The script will produce the output in the csv format; we use `tee`

to look at it and write it to the file:

`% ./bench.sh | tee time.csv`

Here’s the output I got on my laptop:

```
n,t
1000000,0.718000
2000000,1.439000
3000000,1.827000
4000000,3.115000
5000000,3.235000
6000000,4.390000
7000000,5.248000
8000000,7.153000
9000000,7.065000
10000000,8.664000
```

Let’s plot our data points. We do this to see how the run time grows with \(n\). Most tools designed to work with big data sets will run in a linear or almost linear time, but it’s better to check.

To load and plot the data, we run the following R code:

```
library(readr)
library(ggplot2)
time <- read_csv("time.csv")
ggplot(time, aes(n,t)) + geom_point() + geom_smooth(method="lm",se=F)
```

The blue line is the linear regression line. The fact that the middle points are below the regression line is a sign of a faster-than-linear growth. But the non-linearity is too subtle to be quadratic; so it’s probably \(O(n\log n)\).

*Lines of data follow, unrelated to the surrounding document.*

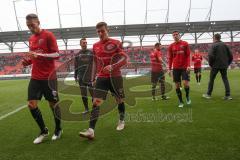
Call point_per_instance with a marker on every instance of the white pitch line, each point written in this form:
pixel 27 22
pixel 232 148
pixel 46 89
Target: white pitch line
pixel 13 112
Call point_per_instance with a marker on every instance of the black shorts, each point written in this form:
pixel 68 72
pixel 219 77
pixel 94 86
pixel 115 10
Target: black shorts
pixel 46 88
pixel 157 77
pixel 197 70
pixel 181 74
pixel 103 85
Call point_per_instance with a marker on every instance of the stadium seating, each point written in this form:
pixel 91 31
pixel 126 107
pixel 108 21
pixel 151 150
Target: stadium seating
pixel 139 57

To build a model with correlated predictors (\(n\) and \(n\log n\) in this case), it’s better to have more data. Let’s rerun our benchmark script, `bench.sh`

, with a smaller step size of 100000 and tee the output to `time2.csv`

.

Now we fit the model

\[t = a + b\cdot n + c\cdot n\log n\]

and plot it along the data points. As a rule of thumb, if you include higher-order terms (like \(n\log n\) or \(n^2\)), include all lower-order terms (like \(n\)) as well. Note that `lm`

adds the intercept term \(a\) automatically.

```
library(dplyr)
time <- read_csv("time2.csv")
nlm <- lm(t ~ n + I(n*log(n)), data=time)
time <- mutate(time, model=predict(nlm))
ggplot(time) + geom_point(aes(n,t)) + geom_line(aes(n,model), color="blue")
```

The model with an \(n\log n\) term gives a more realistic fit, so we’ll stick with it.

Let’s find out how many nucleotides are in the whole chromosome:

```
% awk '/^[^>]/{n+=length($0)} END{print(n)}' hs_ref_GRCh38.p7_chr3.fa
202786747
```

Now we simply plug this number into our R model:

`predict(nlm, newdata=list(n=202786747))`

`332.2153`

So, our prediction is 332 seconds, or 5.5 minutes.

To check this prediction, I actually left `bowtie2-build`

running for a while. It completed in 350 seconds — within 5% of our prediction!

On the other hand, if we went with the linear model, our prediction would have been 176 seconds — a severe underestimation by a factor of 2. The model with \(n \log n\) but without the linear term would have predicted 206 seconds — only somewhat better than the linear model.